Publié le par faberfort

Antigone et ismène, chez Anouilh un lien de complémentarité et d'opposition

Antigone et ismène, chez Anouilh un lien de complémentarité et d'opposition

 

Plusieurs tournures peuvent aider à comprendre la particularité d'Antigone et sa relation à Ismène :

le choix d’Antigone, le débat, les aveux d’Antigone

Ismène réfléchit davantage qu’Antigone, elle est sensible et ressent de la tristesse pour sa sœur.

Antigone ne veut pas :

- Réfléchir

- Donner l’exemple

- Avoir raison

- Comprendre

- Rester une petite fille

- De vivre soumise

- Rester limitée parce qu’elle est une fille

Elle est triste, têtue, compliquée.

 Antigone voulait vivre : « qui se levait la première le matin ? », alors que des lignes 97 à 100, Antigone est condamnée à mourir : « c’est trop tard… j’en venais ».

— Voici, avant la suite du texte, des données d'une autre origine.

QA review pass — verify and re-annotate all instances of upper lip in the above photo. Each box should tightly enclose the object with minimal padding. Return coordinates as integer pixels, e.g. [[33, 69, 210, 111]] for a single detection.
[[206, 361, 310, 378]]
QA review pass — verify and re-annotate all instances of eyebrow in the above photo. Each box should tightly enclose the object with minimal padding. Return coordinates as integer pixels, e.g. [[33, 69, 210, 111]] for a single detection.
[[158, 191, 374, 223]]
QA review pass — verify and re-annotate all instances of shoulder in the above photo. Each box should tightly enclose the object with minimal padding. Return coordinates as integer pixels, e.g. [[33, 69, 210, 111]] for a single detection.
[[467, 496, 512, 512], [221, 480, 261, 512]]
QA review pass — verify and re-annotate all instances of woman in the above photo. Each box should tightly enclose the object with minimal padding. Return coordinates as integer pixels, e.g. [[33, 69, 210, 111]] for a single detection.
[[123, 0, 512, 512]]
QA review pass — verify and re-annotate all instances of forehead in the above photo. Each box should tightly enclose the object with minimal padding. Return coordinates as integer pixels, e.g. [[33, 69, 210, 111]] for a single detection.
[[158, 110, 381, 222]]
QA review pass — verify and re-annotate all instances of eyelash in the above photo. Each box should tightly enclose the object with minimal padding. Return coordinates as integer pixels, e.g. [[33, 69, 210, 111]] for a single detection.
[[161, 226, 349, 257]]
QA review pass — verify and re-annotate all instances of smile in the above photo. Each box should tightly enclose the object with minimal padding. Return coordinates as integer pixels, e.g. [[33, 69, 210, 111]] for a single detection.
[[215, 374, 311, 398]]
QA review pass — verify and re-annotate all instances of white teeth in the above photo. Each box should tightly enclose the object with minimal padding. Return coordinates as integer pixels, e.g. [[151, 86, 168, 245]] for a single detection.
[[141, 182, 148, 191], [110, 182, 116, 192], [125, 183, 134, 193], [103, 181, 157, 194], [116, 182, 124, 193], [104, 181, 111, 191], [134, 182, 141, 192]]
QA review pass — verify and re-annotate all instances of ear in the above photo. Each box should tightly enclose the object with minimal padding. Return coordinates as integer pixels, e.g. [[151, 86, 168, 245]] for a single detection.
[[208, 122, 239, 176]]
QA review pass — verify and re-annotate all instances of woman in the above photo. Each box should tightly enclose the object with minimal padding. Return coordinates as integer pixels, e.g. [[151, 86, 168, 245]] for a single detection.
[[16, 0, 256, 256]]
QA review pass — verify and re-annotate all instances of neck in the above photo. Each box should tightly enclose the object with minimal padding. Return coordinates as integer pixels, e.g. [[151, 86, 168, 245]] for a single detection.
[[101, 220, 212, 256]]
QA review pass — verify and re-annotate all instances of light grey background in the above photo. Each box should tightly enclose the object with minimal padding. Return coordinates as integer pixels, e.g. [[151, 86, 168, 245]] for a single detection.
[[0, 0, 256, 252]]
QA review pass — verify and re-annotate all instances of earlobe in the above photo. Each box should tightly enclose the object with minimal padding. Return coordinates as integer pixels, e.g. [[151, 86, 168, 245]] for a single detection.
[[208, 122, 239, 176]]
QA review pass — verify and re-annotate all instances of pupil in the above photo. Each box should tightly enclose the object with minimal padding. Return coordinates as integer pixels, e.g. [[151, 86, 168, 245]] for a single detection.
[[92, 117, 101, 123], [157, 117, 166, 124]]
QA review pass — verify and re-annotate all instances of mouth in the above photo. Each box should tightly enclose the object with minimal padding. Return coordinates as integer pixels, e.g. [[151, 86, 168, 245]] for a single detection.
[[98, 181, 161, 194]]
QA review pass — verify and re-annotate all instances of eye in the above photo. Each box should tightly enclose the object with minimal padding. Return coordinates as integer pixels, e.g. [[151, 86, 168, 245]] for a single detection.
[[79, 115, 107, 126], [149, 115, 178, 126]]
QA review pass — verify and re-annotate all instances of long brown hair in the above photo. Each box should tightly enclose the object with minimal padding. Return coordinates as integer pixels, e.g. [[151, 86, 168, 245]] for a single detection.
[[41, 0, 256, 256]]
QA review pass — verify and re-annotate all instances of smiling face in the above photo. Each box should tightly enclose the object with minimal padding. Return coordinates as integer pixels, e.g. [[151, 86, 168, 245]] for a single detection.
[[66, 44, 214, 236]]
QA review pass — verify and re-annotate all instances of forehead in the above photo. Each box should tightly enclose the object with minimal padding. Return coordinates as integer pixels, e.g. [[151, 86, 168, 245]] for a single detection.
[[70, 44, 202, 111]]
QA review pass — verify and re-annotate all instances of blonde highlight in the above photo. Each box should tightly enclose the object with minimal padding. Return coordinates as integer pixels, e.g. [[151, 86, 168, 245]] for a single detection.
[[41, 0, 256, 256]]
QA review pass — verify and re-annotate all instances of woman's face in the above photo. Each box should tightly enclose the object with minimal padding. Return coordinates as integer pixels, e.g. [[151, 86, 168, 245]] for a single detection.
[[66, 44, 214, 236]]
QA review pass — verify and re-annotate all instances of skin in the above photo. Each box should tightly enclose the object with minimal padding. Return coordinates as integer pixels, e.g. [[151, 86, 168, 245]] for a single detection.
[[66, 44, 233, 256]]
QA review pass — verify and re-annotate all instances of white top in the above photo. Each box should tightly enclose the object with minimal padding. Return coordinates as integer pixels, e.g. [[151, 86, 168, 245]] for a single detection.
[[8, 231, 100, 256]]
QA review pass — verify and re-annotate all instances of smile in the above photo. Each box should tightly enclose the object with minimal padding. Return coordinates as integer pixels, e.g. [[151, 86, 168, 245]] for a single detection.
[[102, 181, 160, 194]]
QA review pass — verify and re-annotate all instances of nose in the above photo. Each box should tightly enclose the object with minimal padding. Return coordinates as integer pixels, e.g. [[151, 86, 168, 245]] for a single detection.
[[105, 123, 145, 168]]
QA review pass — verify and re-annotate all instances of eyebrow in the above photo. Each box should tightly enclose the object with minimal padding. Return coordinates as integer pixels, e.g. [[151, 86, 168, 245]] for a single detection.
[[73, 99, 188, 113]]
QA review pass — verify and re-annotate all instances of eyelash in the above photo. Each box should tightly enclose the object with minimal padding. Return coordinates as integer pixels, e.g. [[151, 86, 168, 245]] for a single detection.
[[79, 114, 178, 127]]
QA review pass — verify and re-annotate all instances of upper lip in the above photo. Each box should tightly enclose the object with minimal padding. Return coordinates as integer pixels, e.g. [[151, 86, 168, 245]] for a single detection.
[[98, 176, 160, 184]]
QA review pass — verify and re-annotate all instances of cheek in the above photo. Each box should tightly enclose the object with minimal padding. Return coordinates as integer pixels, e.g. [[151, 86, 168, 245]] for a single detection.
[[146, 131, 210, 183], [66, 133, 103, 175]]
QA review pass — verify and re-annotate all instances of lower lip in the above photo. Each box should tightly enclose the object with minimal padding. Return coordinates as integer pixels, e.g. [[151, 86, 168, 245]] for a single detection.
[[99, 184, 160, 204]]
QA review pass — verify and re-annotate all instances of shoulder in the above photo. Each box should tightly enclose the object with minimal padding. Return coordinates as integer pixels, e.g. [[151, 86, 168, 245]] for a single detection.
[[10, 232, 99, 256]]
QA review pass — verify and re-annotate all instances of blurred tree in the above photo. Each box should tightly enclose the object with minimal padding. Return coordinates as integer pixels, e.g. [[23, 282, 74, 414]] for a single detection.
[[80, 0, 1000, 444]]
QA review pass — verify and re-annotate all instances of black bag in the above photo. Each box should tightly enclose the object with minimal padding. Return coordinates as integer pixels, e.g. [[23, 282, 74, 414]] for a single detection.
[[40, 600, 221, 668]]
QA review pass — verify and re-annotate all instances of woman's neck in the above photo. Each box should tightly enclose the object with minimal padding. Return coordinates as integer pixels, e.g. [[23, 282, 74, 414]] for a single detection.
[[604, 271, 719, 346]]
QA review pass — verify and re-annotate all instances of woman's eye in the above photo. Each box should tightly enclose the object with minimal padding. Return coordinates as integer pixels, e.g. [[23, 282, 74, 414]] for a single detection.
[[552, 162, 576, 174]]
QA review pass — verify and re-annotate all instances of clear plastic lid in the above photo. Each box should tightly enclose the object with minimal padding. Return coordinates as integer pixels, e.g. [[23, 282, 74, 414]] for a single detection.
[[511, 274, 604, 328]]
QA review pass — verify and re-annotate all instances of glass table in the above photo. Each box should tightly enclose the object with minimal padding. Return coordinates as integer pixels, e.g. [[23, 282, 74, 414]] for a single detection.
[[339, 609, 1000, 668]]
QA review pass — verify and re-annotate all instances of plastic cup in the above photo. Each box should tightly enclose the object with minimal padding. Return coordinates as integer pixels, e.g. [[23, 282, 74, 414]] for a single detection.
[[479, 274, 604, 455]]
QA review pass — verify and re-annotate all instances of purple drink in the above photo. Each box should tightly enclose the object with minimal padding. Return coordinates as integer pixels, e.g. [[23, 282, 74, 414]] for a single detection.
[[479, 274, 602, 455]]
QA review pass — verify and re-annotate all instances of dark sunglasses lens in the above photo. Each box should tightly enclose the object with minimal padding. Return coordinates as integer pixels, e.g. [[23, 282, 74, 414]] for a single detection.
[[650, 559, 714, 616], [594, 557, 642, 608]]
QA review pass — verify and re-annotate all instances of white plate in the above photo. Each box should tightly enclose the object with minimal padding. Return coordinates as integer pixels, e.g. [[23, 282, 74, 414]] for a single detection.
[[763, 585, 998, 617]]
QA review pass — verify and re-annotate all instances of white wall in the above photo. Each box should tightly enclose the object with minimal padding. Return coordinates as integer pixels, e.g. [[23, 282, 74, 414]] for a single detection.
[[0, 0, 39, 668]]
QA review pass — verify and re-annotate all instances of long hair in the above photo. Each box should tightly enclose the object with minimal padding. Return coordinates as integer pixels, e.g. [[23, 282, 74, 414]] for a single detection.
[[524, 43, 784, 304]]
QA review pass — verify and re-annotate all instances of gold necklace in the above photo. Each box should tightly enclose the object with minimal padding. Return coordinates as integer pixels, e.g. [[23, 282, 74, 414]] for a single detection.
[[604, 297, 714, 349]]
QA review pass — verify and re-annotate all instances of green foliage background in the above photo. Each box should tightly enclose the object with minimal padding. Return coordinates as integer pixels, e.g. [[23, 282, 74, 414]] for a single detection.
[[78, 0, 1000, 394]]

Antigone veut vivre, mais elle veut enterrer son frère par devoir.

Nous voyons qu’Antigone est seule car elle ne veut pas comprendre, contrairement aux autres, Ismène ne la soutient pas : « C’est la loi de Créon. Ne tente pas ce qui est au dessus de tes forces. ».

La version du XXème siècle est plus compréhensible avec des arguments plus structurés.

 

L’emphase, une figure pour souligner son opinion

J’aurais dû toucher son cœur son cœur j’aurais dû toucher.

Cet argument aurait pu la faire changer d’avis cet argument aurait pu la faire changer d’avis/ l’argument …/ l’argument …

J’aurais dû jouer mon rôle de grande sœur / c’est mon rôle de grande sœur que j’aurais dû jouer.